L’expérience des entreprises de réinsertion le démontre : le retour à l’emploi est largement tributaire des perspectives effectives qu’offre le marché du travail. La réinsertion, c’est retrouver du travail et non pas, comme dans les statistiques de l’OFAS, ne pas toucher de rente.
Cette imposture s’accompagne d’un démantèlement des droits des assurés. Un premier train de mesures restreignant l’accès à la justice est entré en vigueur l’été dernier. La 5e révision va bien plus loin en accordant aux assurés moins de protection qu’un inculpé dans une procédure pénale.

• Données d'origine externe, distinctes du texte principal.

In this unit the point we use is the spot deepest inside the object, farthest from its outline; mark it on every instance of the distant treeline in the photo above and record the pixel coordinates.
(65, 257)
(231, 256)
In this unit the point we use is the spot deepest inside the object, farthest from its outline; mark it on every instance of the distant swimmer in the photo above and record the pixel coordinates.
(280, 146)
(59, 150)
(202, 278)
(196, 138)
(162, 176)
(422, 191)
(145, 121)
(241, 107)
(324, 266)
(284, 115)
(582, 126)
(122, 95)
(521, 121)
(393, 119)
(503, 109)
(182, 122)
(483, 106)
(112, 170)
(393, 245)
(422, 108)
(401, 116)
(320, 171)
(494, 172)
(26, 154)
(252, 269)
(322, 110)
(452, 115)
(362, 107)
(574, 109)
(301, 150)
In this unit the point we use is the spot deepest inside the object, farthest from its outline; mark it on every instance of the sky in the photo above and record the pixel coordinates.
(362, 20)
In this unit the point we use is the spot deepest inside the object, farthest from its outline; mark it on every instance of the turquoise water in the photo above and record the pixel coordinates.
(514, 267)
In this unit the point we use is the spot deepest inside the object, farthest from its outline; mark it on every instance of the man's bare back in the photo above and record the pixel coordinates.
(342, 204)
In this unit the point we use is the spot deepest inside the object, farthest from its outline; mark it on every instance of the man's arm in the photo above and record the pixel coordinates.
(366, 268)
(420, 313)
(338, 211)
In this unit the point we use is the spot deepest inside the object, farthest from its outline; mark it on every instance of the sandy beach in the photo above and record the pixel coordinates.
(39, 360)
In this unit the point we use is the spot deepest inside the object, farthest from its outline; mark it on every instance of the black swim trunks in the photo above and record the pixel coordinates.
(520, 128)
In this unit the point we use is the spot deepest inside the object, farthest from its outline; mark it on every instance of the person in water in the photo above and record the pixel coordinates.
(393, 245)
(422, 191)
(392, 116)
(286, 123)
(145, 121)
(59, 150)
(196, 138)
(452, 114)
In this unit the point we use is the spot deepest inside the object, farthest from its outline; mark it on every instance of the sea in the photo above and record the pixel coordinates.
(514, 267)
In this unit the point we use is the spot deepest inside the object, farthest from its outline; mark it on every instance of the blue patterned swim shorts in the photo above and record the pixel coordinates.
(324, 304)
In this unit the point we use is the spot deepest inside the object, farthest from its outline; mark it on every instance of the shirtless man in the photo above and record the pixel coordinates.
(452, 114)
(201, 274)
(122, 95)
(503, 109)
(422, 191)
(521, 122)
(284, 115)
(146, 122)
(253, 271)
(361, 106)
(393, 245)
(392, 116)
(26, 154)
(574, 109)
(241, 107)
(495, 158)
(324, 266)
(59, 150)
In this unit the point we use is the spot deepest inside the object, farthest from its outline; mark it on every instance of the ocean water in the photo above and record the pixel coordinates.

Le système proposé fonctionne sur la dénonciation par des tiers tels que l’employeur, un proche ou encore un créancier. A votre insu, des procédures AI pourront être déclenchées. Des sanctions pourront être prises (réduction ou suppression des prestations) sans même que l’intéressé puisse s’expliquer. Des informations sensibles pourront circuler entre assurances privées, autorités de l’AI et employeur. Le secret médical du médecin traitant est abrogé.

Parallèlement, le projet consacre la toute puissance des médecins de l’AI. Leurs appréciations ne pourront pratiquement plus être contestées. Ces médecins seront tenus par des objectifs exclusivement quantitatifs. (...) La portée de la 5e révision est considérable. Elle ne se limite pas à l’AI mais aura un effet réflexe en matière de prévoyance professionnelle et sur les autres prestations d’assurances privées en lien avec l’invalidité.

On le voit, il n’est pas sérieusement question de réinsertion mais bien plutôt de mauvaise économie. En réalité, c’est un tournant en matière de modèle de société qui nous est proposé : le retour à la charité publique.